Liriknya sendiri sangat memalukan, menceritakan kisah-kisah tentang pencuri kecil, bajingan kecil, dan pelacur, tanpa pernah retoris atau berulang-ulang (seperti kebanyakan yang disebut 'lagu realis', yaitu, karakter sosial, juga berlatarkan gang-gang yang kurang terhormat di ibukota Prancis, yang modis pada saat itu). Beberapa di antaranya adalah terjemahan dari penyair besar seperti Villon. BanyakPara penonton berdiri dan pergi; yang lain, terkejut dengan hal yang benar-benar baru ini, tetap tinggal untuk mendengarkannya.

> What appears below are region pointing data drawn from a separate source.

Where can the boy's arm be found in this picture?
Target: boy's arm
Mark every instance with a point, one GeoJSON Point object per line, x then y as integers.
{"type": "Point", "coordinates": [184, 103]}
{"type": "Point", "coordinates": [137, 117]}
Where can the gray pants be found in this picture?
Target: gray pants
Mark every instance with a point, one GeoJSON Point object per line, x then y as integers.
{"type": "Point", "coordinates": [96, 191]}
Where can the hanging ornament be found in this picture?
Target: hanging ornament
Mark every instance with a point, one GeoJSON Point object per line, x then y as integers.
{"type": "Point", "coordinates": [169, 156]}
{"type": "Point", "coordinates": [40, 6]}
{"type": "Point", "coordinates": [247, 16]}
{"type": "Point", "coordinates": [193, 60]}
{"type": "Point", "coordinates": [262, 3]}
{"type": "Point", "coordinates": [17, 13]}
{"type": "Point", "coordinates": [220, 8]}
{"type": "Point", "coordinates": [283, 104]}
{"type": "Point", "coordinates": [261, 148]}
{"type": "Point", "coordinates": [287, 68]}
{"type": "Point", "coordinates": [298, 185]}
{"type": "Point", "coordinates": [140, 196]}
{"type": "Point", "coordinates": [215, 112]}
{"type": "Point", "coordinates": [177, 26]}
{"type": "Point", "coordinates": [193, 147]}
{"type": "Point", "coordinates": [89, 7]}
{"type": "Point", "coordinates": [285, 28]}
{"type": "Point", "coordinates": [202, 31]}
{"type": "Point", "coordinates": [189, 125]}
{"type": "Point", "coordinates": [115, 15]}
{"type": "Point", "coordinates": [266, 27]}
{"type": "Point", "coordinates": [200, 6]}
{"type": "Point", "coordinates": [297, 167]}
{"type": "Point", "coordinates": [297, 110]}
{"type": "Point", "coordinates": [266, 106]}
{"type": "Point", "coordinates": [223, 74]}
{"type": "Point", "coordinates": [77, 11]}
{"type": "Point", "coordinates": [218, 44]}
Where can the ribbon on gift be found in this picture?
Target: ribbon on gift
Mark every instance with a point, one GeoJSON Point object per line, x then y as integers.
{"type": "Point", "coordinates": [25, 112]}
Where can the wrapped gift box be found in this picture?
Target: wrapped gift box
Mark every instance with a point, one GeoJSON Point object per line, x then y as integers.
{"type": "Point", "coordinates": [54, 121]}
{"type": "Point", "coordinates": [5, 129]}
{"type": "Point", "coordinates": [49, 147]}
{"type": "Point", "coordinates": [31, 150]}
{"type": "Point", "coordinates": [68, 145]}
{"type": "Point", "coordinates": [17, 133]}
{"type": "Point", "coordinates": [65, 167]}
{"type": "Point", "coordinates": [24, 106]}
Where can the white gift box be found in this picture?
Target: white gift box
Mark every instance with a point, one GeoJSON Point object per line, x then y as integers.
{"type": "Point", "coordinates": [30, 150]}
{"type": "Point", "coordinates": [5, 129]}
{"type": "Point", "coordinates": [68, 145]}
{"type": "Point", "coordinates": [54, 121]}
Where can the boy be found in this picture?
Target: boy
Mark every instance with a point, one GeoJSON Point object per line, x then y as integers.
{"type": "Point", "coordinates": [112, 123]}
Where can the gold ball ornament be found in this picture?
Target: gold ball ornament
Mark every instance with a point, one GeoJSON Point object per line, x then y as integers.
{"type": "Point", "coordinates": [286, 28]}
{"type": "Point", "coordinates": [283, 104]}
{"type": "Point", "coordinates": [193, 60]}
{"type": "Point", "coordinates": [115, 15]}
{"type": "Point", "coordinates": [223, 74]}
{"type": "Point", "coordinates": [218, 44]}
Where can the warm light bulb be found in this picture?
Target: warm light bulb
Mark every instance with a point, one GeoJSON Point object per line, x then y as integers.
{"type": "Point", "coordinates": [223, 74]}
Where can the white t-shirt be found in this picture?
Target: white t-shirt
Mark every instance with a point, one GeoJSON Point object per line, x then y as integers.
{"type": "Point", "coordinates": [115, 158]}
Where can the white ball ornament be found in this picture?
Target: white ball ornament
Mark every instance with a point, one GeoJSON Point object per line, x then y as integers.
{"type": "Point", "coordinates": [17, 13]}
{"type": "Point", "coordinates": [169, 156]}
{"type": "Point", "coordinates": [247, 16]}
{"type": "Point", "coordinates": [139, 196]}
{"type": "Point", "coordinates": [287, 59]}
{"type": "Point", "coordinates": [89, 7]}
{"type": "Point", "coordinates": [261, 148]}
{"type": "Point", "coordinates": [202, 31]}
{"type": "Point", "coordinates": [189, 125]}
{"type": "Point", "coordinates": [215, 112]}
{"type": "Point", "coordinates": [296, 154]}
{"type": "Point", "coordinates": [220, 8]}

Legenda Brassens dimulai, kesuksesan yang tidak akan pernah meninggalkannya sejak saat itu.
Berkatnya, teater 'Bobino' (yang menjadi salah satu panggung favoritnya pada tahun 1953) diubah menjadi kuil lagu yang otentik.
Pada tahun 1954, Akademi 'Charles Cros' menganugerahi Brassens dengan 'Grand Prix du Disc' untuk piringan hitam pertamanya: lagu-lagunya akan dikumpulkan dalam 12 piringan hitam.
Tiga tahun kemudian, sang seniman membuat penampilan film pertamanya dan satu-satunya: ia memerankan dirinya sendiri dalam film 'Porte de Lilas' karya René Clair.
Pada tahun 1976-1977 ia tampil selama lima bulan tanpa henti. Itu adalah rangkaian konser terakhirnya: terserang kanker usus, ia meninggal pada tanggal 29 Oktober 1981 di Saint Gély du Fesc, meninggalkan kekosongan yang tidak dapat dijembatani dalam budaya, yang ditafsirkan dengan baik oleh kata-kata Yves Montand ini: ' Georges Brassens mempermainkan kita. Dia melakukan perjalanan. Ada yang bilang dia sudah mati. Mati? Tapi apa artinya mati? Seolah-olah Brassens, Prevert, Brel bisa mati! ".
Warisan yang ditinggalkan oleh seniman dari Sète ini sangat luar biasa. Di antara para penyanyi-penulis lagu yang paling terpesona oleh musik Brassens adalah Fabrizio De André (yang selalu menganggapnya sebagai masternya, dan menerjemahkan serta menyanyikan beberapa lagunya yang paling indah: 'Marcia nuziale', 'Il gorilla', 'Il testamento', 'Nell'acqua della chiara fontana', 'Le passanti', 'Morire per delle idea', dan'Delitto di paese') dan Nanni Svampa, yang, bersama dengan Mario Mascioli, mengedit terjemahan harfiah lagu-lagunya ke dalam bahasa Italia, tetapi sering kali mengusulkannya, selama pertunjukan dan dalam beberapa rekaman, dalam dialek Milan.